Targeting of the CD161 Inhibitory Receptor Enhances T cell-mediated Immunity Against Hematological Malignancies

The CD161 inhibitory receptor is highly upregulated by tumor-infiltrating T cells in a number of human solid tumor types, and its ligand CLEC2D is expressed by both tumor cells and infiltrating myeloid cells. Here we assessed the role of the CD161 receptor in hematological malignancies. Systematic analysis of CLEC2D expression using the Cancer Cell Line Encyclopedia (CCLE) revealed that CLEC2D mRNA was most abundant in hematological malignancies, including B cell and T cell lymphomas as well as lymphocytic and myelogenous leukemias. CLEC2D protein was detected by flow cytometry on a panel of cell lines representing a diverse set of hematological malignancies.
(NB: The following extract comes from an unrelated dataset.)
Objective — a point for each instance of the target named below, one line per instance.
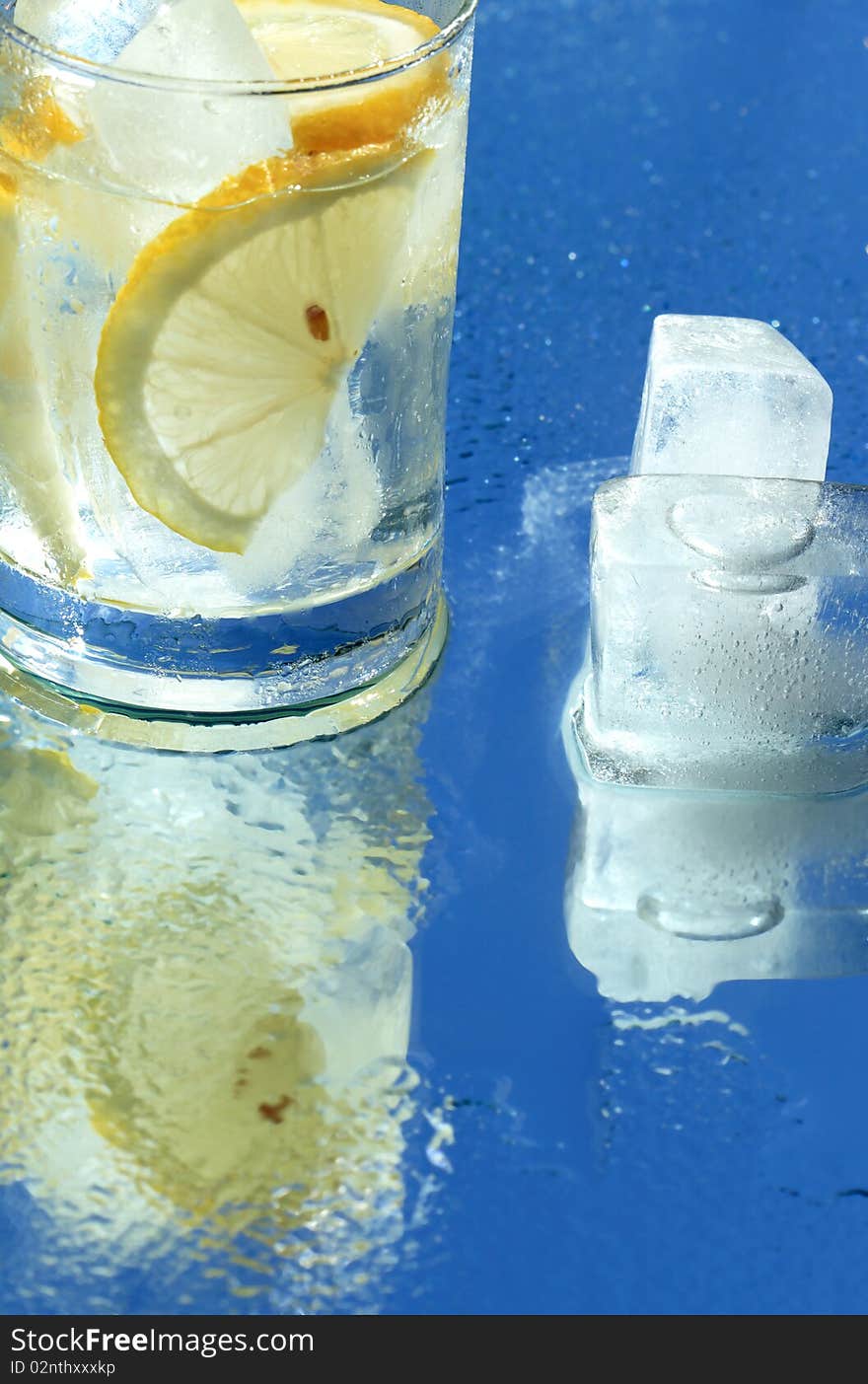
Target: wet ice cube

We therefore used yeast display to generate a panel of high-affinity, fully human CD161 monoclonal antibodies (mAbs) that blocked CLEC2D binding. These mAbs were specific for CD161 and had a similar affinity for human and non-human primate CD161, a property relevant for clinical translation. A high-affinity CD161 mAb enhanced key aspects of T cell function, including cytotoxicity, cytokine production and proliferation, against cell lines originating from patients with AML, DLBCL and Burkitt lymphoma. In humanized mouse models, this CD161 mAb enhanced T cell-mediated immunity resulting in a significant survival benefit. ScRNA-seq data demonstrated that CD161 mAb treatment enhanced expression of cytotoxicity genes by CD4 T cells as well as a tissue-resident memory program by CD4 and CD8 T cells that is associated with favorable survival outcomes in multiple human cancer types. These fully human monoclonal antibodies thus represent potential immunotherapy agents for hematological malignancies. Overall design: NSG mice were injected I.V. with NY-ESO-1+ Raji cells, followed by I.V. injection of NY-ESO-1 TCR+ CD161+ cells. Mice were treated with either isotype control or CD161 blocking antibody (n=5 per treatment group). On day 13, cells were isolated from both hind limbs and FACS sorted to isolate live CD3+ T cells (human CD45+ human CD19neg, ZsGreenneg, mouse CD45neg). Cells were analyzed by scRNA-seq using the 10X Genomics platform.